Description
What happened?
We recently migrated from version 0.7.1 to 1.2.1 and migrated the way we build our docker images from using a modified version of the old template to py_image_layer
. Overall it has been great except for one thing: we deploy our containers to K8S and have health/status checks on them. The issue is the health checks use the same binary that the image runs normally, just in different modes. Concretely, we are running Dagster which has the container run dagster api grpc
and then the health checks use dagster api grpc-health-check
. What we found is since the same binary target is being run by two separate cases in the same container, the venv that backed the python script was being re-created each health check run.
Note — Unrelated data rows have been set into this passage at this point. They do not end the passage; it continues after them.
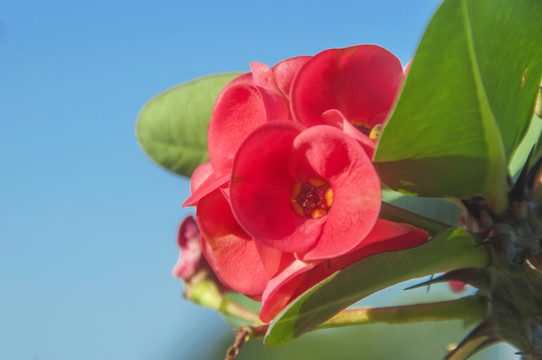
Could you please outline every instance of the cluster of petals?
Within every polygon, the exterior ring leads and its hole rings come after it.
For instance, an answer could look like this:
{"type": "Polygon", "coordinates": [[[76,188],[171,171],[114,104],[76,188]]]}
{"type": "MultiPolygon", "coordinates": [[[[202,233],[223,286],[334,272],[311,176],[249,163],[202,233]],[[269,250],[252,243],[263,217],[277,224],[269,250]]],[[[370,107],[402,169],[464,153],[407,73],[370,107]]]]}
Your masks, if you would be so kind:
{"type": "Polygon", "coordinates": [[[217,98],[184,205],[216,276],[268,322],[335,271],[428,235],[378,218],[375,133],[404,78],[393,54],[359,45],[251,70],[217,98]]]}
This caused the base process to lose the packages in it's venv temporarily, causing it to be unhealthy and thus fail.
It seems like #522 would fix this since the venv would be stable but in the meantime, is there a way to fix this temporarily?
Version
Development (host) and target OS/architectures: aarch Darwin -> aarch Darwin, Linux x86_64 -> Linux x86_64
Output of bazel --version
: 8.0.0
Version of the Aspect rules, or other relevant rules from your
WORKSPACE
or MODULE.bazel
file: 1.2.1
Language(s) and/or frameworks involved: Python 3.11, Docker/rules_oci 1.7.4
How to reproduce
Hard to reliably reproduce since it is a bit of a race condition.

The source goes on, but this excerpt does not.